Scylla is making an effort to be compatible with Cassandra, down to the level of limitations of the implementation. How is it different?

  • Scylla most commonly uses fewer rounds than Cassandra to complete a lightweight transaction. While Cassandra issues a separate read query to fetch the old record, scylla piggybacks the read result on the response to the prepare round.

  • Scylla will automatically use synchronous commit log write mode for all lightweight transaction writes. Before a lightweight transaction completes, scylla will ensure that the data in it has hit the device. This is done in all commitlog_sync modes.
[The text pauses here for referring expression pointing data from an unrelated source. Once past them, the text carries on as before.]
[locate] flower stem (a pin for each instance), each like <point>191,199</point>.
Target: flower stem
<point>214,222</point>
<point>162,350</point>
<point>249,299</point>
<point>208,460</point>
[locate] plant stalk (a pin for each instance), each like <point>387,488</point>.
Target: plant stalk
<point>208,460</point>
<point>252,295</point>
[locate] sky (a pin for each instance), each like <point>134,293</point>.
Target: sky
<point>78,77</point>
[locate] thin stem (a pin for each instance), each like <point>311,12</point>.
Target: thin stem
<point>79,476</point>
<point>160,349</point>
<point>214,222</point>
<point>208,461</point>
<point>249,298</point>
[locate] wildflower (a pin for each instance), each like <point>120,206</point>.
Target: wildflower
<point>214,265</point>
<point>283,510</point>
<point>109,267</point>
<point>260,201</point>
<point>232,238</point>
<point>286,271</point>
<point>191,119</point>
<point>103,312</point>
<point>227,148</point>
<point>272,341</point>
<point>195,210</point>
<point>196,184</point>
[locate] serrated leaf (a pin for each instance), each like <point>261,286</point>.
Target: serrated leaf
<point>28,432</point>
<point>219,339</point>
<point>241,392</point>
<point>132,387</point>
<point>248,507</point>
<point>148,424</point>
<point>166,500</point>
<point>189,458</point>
  • Conditional statements return a result set, and unlike Cassandra, Scylla result set metadata doesn’t change from execution to execution: Scylla always returns the old version of the row, regardless of whether the condition is true or not. This ensures conditional statements work well with prepared statements.

  • For batch statement, the returned result set contains an old row for every conditional statement in the batch, in statement order. Cassandra returns results in clustering key order.

  • Unlike Cassandra, Scylla uses per-core data partitioning, so the RPC that is done to perform a transaction talks directly to the right core on a peer replica, avoiding the concurrency overhead. This is, of course, true, if Scylla’s own shard-aware driver is used - otherwise we add an extra hop to the right core at the coordinator node.

  • Scylla does not store hints for lightweight transaction writes, since this is redundant as all such writes are already present in system.paxos table.